Technical Friction & Lessons from the Edge
Building on the bleeding edge is never clean. I spent hours wrestling with Node.js deprecation warnings (specifically the util._extend issue in older dependencies). As a developer, the lesson was clear: Prioritize function over form during the MVP. I needed a functional oracle, not a perfect log file.
I also learned that the decentralized nature of Nostr means data is often “lossy.” Some relays strip tags; some clients format zap requests incorrectly. This reinforced the need for the Bolt11 Decoder as the ultimate arbiter of truth.
The UI design was also a lesson in focus. I realized that for a B2B intelligence tool, “fluff” is a bug. I implemented an isSignal flag that effectively “dims” the raw firehose, allowing only the high-confidence green cards to stand out in the dark terminal theme.

kheAI v0.1 Summary
Phase 1: Foundation & The “Live Infiltration” UI
Objective: Establish a low-latency connection to the global lightning firehose and render a high-density “Bloomberg-style” terminal.
- Protocol Scaffolding:
- Implement NDK (Nostr Dev Kit) to manage multi-relay subscriptions (Kinds 9735 for Zap Receipts).
- Integrate
light-bolt11-decoderto ensure the SAT amount is mathematically verified from the invoice rather than trusting relay tags.
- Terminal Aesthetic:
- Adopt a “Terminal Dark” UI: High-contrast, monospaced fonts, and data-dense layouts using Meteor 3 and Blaze.
- The Market Radar: A scrolling vertical ticker showing the “unprocessed” firehose (raw Zaps >100 sats). Also labelled as “Signal” that pass the initial skepticism thresholds.
- Metadata Extraction:
- Identify the Content Type (e.g., Kind 1 Short Note vs. Kind 30023 Long-form Article).
- Capture the Counterparty Direction (Sender Pubkey → Recipient Pubkey).
Phase 2: Agentic Reasoning (The Skeptic Brain)
Objective: Deploy a reasoning layer that distinguishes social “appreciation” from commercial “intent.”
- The Three Gates of Skepticism:
- Gate 1 (The Dust Filter): Automatically discard any Zap < 100 sats.
- Gate 2 (The Linguistic Gate): Discard empty notes or single-emoji “social likes.”
- Gate 3 (The Whale/Intent Logic): Trigger AI analysis only for Zaps > 5,000 sats OR those containing specific business keywords (
build,fix,bounty,hire).
- LLM Integration:
- Wire the Gemini 3.1 Flash (Lite) API as the primary inference engine.

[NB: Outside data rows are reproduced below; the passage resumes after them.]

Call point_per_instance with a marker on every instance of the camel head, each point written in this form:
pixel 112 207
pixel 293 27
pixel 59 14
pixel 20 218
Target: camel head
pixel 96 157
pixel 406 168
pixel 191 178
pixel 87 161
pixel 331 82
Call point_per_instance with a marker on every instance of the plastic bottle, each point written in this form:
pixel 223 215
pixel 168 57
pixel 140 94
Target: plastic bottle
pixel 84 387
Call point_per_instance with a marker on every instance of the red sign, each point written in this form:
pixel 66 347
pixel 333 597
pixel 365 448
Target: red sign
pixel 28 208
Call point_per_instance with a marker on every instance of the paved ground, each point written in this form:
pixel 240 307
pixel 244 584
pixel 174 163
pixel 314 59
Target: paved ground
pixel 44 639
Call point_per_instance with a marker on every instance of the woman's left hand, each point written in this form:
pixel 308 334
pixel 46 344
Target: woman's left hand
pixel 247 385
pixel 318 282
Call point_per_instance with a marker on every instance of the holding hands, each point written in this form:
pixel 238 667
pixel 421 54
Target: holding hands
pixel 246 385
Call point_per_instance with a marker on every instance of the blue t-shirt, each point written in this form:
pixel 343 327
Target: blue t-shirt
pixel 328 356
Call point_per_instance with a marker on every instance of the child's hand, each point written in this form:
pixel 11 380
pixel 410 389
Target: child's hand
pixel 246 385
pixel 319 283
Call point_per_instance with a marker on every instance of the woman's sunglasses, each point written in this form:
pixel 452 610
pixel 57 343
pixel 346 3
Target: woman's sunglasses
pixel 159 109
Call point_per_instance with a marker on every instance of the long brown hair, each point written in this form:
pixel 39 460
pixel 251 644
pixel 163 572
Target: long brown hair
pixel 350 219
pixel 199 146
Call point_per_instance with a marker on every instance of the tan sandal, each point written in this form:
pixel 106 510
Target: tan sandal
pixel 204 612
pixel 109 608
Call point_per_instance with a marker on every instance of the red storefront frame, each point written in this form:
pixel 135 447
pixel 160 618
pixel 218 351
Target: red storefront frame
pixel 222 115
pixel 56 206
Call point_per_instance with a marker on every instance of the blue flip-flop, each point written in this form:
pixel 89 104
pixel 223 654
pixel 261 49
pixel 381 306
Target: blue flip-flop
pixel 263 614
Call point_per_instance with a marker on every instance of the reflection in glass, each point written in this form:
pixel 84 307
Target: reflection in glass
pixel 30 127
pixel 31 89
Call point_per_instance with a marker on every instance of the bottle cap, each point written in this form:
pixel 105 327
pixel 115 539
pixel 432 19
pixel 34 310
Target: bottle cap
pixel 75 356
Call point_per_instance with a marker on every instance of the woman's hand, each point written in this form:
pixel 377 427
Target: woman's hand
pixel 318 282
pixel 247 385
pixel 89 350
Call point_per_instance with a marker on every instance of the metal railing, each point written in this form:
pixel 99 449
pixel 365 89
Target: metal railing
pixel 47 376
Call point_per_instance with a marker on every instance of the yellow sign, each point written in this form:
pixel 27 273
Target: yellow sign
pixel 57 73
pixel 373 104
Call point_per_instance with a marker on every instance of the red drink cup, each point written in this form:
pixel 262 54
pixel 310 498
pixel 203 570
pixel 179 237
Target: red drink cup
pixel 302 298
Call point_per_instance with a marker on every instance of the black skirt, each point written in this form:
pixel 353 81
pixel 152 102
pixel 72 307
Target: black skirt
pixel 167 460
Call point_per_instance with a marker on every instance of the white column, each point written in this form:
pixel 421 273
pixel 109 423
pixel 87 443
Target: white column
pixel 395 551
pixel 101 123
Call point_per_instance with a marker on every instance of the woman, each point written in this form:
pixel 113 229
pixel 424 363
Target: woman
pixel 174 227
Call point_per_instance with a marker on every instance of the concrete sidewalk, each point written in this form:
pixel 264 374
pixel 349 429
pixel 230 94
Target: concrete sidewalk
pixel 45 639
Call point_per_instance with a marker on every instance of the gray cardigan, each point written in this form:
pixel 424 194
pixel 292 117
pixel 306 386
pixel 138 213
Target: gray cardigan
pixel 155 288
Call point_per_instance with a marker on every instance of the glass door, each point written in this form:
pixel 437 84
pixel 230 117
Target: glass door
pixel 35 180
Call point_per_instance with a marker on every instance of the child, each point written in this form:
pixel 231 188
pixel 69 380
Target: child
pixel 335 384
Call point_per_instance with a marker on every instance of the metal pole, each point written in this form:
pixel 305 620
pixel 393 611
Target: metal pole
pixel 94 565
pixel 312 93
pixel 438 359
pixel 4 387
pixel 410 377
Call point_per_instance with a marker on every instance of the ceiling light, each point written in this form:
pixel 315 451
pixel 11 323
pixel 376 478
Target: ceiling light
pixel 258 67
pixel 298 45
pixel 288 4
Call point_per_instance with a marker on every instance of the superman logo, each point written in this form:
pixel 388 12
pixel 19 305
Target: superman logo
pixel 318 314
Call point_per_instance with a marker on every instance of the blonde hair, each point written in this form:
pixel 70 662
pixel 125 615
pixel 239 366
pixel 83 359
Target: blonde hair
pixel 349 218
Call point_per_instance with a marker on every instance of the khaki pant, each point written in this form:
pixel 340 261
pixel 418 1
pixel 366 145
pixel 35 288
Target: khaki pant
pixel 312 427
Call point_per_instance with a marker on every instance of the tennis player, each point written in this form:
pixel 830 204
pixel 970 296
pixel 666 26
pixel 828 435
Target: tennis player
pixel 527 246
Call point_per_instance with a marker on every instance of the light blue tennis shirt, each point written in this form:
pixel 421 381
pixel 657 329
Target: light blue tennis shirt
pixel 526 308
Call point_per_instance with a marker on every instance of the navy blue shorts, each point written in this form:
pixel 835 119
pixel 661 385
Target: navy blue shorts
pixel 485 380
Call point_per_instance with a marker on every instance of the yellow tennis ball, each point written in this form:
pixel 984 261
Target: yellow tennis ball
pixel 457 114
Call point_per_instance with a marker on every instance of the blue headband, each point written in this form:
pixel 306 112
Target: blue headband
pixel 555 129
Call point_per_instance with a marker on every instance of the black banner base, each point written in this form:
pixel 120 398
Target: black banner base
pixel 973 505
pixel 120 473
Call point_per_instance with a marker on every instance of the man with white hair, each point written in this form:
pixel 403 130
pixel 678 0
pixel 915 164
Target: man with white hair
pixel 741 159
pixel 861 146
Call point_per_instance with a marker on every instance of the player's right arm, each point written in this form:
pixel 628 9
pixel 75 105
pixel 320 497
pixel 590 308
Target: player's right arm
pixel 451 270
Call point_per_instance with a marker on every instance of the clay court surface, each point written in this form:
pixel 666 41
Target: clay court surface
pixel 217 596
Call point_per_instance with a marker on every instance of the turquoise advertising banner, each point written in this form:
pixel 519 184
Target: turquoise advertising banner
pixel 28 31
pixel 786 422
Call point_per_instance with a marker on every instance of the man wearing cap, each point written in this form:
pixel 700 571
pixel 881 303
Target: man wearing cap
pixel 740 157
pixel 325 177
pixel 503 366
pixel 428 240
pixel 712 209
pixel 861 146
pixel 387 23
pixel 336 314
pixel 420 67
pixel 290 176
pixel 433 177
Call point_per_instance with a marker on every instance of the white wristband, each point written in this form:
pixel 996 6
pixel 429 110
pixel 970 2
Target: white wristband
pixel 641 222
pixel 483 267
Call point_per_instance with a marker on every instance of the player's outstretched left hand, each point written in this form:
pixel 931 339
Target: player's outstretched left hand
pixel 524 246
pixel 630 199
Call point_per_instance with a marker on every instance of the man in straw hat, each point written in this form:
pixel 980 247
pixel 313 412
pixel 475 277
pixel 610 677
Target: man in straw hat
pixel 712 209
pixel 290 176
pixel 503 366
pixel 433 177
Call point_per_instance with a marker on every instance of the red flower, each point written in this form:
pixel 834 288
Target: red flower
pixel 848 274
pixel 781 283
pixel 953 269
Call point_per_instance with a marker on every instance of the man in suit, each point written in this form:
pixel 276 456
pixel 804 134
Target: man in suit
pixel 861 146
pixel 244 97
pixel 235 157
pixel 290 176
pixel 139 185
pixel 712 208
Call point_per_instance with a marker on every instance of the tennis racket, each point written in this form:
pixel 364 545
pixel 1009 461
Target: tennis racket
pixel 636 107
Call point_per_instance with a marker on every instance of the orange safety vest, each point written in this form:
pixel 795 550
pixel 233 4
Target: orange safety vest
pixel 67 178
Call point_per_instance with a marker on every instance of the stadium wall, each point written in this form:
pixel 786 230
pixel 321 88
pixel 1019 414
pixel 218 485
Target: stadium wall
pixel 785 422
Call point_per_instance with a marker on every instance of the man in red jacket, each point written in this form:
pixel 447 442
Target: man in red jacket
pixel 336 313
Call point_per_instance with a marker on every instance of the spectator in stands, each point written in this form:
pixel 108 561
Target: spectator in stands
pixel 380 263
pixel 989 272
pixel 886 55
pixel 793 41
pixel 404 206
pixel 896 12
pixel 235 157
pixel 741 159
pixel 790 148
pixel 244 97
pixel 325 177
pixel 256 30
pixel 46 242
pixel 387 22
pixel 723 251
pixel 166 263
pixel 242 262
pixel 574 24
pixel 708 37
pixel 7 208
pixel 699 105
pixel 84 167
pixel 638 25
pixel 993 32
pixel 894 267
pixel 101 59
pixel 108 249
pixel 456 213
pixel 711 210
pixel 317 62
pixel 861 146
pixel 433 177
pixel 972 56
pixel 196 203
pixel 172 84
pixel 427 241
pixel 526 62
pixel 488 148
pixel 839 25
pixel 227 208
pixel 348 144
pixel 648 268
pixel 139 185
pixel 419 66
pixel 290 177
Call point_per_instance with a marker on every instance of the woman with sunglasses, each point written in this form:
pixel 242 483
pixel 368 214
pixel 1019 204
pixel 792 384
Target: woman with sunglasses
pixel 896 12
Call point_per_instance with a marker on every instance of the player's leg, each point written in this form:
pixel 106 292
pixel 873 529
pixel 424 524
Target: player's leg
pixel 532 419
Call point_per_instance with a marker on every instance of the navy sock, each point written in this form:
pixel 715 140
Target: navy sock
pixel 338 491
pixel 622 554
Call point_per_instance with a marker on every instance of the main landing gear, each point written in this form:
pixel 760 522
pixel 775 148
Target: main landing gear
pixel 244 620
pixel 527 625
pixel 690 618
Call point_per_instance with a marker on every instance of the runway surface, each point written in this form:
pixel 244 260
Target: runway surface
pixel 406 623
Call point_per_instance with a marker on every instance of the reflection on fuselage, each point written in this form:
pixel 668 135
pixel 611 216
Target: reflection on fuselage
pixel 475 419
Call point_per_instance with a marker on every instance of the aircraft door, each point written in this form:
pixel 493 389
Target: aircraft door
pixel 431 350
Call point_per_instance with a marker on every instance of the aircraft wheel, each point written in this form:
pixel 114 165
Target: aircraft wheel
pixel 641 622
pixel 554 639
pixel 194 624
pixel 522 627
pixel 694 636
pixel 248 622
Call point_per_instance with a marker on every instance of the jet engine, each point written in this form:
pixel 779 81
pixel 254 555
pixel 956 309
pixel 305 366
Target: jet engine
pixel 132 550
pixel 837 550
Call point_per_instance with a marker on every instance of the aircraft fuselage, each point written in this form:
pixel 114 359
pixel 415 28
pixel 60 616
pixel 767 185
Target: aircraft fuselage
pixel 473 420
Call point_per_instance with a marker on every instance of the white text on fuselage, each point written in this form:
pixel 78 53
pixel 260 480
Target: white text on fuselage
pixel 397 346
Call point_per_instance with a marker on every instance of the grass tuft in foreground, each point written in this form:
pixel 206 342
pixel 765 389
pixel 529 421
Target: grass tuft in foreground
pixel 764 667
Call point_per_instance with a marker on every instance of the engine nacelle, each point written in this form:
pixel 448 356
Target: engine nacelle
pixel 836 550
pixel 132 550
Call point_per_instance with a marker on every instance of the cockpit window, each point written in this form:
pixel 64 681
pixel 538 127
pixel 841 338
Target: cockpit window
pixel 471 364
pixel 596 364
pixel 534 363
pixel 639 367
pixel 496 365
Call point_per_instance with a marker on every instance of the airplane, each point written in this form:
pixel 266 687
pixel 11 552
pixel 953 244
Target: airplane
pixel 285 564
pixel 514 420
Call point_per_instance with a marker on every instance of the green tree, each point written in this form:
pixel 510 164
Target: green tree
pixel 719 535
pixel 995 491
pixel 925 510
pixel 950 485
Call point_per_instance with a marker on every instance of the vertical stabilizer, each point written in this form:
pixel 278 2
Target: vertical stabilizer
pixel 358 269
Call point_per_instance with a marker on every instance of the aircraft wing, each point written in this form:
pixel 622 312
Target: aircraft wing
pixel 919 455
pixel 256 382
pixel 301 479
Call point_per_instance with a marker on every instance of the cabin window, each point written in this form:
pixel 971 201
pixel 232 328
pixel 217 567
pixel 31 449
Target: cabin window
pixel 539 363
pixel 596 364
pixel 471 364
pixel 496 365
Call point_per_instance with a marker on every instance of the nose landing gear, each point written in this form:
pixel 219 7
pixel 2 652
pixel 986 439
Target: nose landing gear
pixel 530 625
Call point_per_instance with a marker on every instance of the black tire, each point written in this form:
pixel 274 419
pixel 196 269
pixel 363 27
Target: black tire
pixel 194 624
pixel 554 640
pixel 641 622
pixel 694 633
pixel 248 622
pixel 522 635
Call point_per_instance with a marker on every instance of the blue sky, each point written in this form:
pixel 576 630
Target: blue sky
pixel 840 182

- Structured Output: Force the AI to return JSON containing a “Confidence Score” (0–100), a “Verdict,” and standardized “Intent Tags” (e.g.,
#HIRING,#BOUNTY,#SAAS_PAYMENT).
What’s Next
Currently, kheAI v0.1 is “volatile”—it lives in the server’s RAM. If I restart the Raspberry Pi cluster in my apartment, the leads disappear.
The Roadmap for v0.2:
- Persistent Ledger: Moving all signals into a local MongoDB instance for historical pattern matching.
- The Identity Vault: Integrating NIP-05 verification to map anonymous hex pubkeys to real-world entities (e.g., mapping
82341f...tokai@kheai.com). - Local Inference: The ultimate goal is to cut the cord to cloud APIs. I am currently testing 4-bit quantized versions of Qwen 3.5 to run the reasoning layer entirely on local hardware.
kheAI will become a truly Intelligence Agent—watching & analyze the signals from the global firehose 24/7 autonomously.